Cube roots of unity

Cube Roots of Unity

The cube roots of unity are the complex numbers that, when raised to the power of three, equal one. In other words, they are the solutions to the equation $x^3 = 1$. There are exactly three cube roots of unity, one of which is the real number 1, and the other two are complex numbers.

Representation of Cube Roots of Unity

The cube roots of unity can be represented in the complex plane. The complex plane is a two-dimensional plane where the horizontal axis represents the real part of a complex number and the vertical axis represents the imaginary part.

The general form of a complex number is $z = a + bi$, where $a$ is the real part and $b$ is the imaginary part.
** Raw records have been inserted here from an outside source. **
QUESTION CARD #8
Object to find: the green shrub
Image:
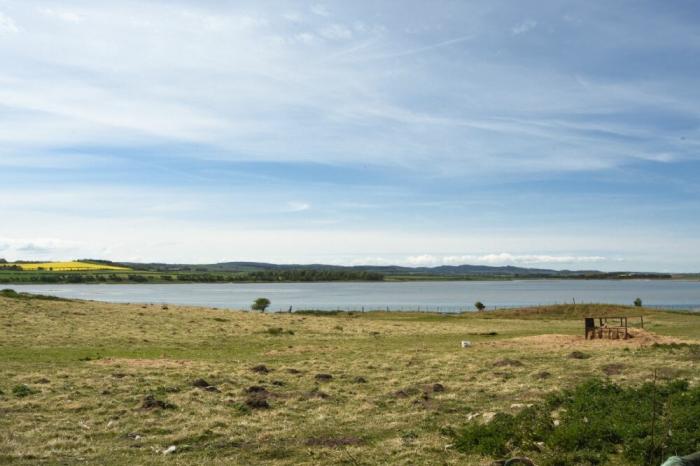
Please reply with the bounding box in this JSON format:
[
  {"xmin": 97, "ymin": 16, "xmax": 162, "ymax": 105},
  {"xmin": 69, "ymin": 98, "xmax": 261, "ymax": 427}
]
[
  {"xmin": 12, "ymin": 384, "xmax": 38, "ymax": 398},
  {"xmin": 452, "ymin": 380, "xmax": 700, "ymax": 466}
]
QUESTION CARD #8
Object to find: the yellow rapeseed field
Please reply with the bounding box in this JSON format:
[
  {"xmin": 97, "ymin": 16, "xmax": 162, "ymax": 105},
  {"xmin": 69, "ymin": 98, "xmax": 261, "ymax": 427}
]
[{"xmin": 0, "ymin": 261, "xmax": 131, "ymax": 272}]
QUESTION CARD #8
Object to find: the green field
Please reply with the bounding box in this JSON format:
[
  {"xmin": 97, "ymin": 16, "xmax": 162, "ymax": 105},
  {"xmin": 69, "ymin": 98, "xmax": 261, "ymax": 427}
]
[{"xmin": 0, "ymin": 293, "xmax": 700, "ymax": 465}]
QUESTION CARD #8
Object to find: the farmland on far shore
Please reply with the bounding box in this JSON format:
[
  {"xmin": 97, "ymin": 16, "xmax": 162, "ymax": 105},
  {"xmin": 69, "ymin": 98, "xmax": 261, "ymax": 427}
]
[{"xmin": 0, "ymin": 261, "xmax": 131, "ymax": 272}]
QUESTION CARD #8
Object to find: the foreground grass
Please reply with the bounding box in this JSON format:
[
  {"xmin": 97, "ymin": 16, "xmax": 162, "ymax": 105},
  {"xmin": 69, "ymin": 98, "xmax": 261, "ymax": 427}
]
[{"xmin": 0, "ymin": 297, "xmax": 700, "ymax": 465}]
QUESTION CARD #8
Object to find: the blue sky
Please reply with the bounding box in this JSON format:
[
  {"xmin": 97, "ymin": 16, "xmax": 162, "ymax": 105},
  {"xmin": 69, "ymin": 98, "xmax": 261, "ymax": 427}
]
[{"xmin": 0, "ymin": 0, "xmax": 700, "ymax": 272}]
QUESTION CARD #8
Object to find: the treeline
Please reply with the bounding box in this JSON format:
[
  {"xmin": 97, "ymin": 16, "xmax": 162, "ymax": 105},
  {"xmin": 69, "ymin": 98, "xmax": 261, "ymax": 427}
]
[{"xmin": 0, "ymin": 270, "xmax": 384, "ymax": 284}]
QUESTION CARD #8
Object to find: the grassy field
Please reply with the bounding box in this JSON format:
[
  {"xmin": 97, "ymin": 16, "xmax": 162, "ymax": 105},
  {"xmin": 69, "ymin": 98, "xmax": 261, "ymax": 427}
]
[
  {"xmin": 0, "ymin": 261, "xmax": 131, "ymax": 272},
  {"xmin": 0, "ymin": 296, "xmax": 700, "ymax": 465}
]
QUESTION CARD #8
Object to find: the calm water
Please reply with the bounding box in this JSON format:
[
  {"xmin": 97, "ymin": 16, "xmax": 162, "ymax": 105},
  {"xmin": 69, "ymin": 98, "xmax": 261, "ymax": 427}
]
[{"xmin": 10, "ymin": 280, "xmax": 700, "ymax": 312}]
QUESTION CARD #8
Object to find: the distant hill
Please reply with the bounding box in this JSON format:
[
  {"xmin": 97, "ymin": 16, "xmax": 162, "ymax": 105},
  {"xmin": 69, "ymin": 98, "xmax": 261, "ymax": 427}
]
[{"xmin": 102, "ymin": 261, "xmax": 671, "ymax": 278}]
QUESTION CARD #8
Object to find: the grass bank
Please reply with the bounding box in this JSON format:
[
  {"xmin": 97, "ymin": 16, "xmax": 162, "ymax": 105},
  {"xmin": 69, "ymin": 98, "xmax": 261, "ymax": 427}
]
[{"xmin": 0, "ymin": 296, "xmax": 700, "ymax": 465}]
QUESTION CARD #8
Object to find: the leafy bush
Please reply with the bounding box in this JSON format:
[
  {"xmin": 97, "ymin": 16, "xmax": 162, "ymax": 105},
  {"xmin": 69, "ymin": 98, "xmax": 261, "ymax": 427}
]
[{"xmin": 453, "ymin": 380, "xmax": 700, "ymax": 466}]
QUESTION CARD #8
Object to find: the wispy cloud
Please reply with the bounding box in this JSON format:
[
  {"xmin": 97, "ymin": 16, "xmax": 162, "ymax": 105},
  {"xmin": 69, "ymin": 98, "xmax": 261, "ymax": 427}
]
[
  {"xmin": 511, "ymin": 19, "xmax": 537, "ymax": 36},
  {"xmin": 0, "ymin": 0, "xmax": 700, "ymax": 269},
  {"xmin": 0, "ymin": 11, "xmax": 19, "ymax": 34}
]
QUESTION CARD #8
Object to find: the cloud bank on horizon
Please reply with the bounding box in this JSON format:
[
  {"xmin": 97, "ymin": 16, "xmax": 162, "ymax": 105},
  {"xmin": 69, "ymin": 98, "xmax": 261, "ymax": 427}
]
[{"xmin": 0, "ymin": 0, "xmax": 700, "ymax": 271}]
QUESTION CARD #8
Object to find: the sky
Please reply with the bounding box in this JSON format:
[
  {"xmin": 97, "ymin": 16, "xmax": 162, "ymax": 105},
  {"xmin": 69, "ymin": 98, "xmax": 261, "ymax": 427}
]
[{"xmin": 0, "ymin": 0, "xmax": 700, "ymax": 272}]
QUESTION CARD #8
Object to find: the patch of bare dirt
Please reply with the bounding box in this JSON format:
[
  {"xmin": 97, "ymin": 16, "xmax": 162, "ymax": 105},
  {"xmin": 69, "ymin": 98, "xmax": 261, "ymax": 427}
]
[
  {"xmin": 91, "ymin": 358, "xmax": 192, "ymax": 369},
  {"xmin": 484, "ymin": 328, "xmax": 683, "ymax": 350},
  {"xmin": 305, "ymin": 437, "xmax": 364, "ymax": 448}
]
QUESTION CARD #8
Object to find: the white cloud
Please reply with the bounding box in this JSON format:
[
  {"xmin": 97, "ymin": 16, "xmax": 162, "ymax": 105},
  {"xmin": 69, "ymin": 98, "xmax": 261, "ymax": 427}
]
[
  {"xmin": 319, "ymin": 24, "xmax": 352, "ymax": 40},
  {"xmin": 282, "ymin": 11, "xmax": 304, "ymax": 23},
  {"xmin": 294, "ymin": 32, "xmax": 316, "ymax": 44},
  {"xmin": 511, "ymin": 19, "xmax": 537, "ymax": 36},
  {"xmin": 0, "ymin": 237, "xmax": 80, "ymax": 260},
  {"xmin": 287, "ymin": 201, "xmax": 311, "ymax": 212},
  {"xmin": 0, "ymin": 11, "xmax": 19, "ymax": 33},
  {"xmin": 39, "ymin": 8, "xmax": 84, "ymax": 23},
  {"xmin": 310, "ymin": 3, "xmax": 331, "ymax": 16}
]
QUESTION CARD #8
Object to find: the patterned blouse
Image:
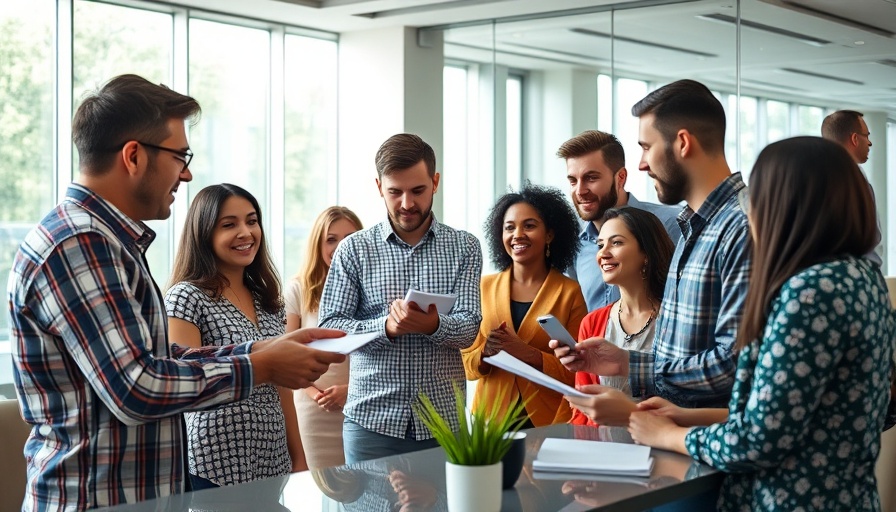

For cube roots of unity, we are looking for complex numbers $z$ such that $z^3 = 1$.

Calculation of Cube Roots of Unity

To find the cube roots of unity, we solve the equation $z^3 = 1$. This can be rewritten as $z^3 - 1 = 0$. Factoring this equation gives us:

$$ z^3 - 1 = (z - 1)(z^2 + z + 1) = 0 $$

This equation has three roots:

$z_1 = 1$
$z_2 = \frac{-1 + \sqrt{3}i}{2}$
$z_3 = \frac{-1 - \sqrt{3}i}{2}$

These roots are equidistant from each other and are at the vertices of an equilateral triangle in the complex plane, centered at the origin.

Table of Cube Roots of Unity

Root	Expression	Polar Form	Exponential Form
$z_1$	$1$	$1(\cos(0) + i\sin(0))$	$e^{0i}$
$z_2$	$\frac{-1 + \sqrt{3}i}{2}$	$1(\cos(\frac{2\pi}{3}) + i\sin(\frac{2\pi}{3}))$	$e^{\frac{2\pi i}{3}}$
$z_3$	$\frac{-1 - \sqrt{3}i}{2}$	$1(\cos(\frac{4\pi}{3}) + i\sin(\frac{4\pi}{3}))$	$e^{\frac{4\pi i}{3}}$

Properties of Cube Roots of Unity

The sum of the cube roots of unity is zero: $1 + \frac{-1 + \sqrt{3}i}{2} + \frac{-1 - \sqrt{3}i}{2} = 0$.
The product of the cube roots of unity is also one: $(1) \left(\frac{-1 + \sqrt{3}i}{2}\right) \left(\frac{-1 - \sqrt{3}i}{2}\right) = 1$.
The cube roots of unity form a group under multiplication.

Examples

Example 1: Sum of Cube Roots of Unity

Calculate the sum of all the cube roots of unity.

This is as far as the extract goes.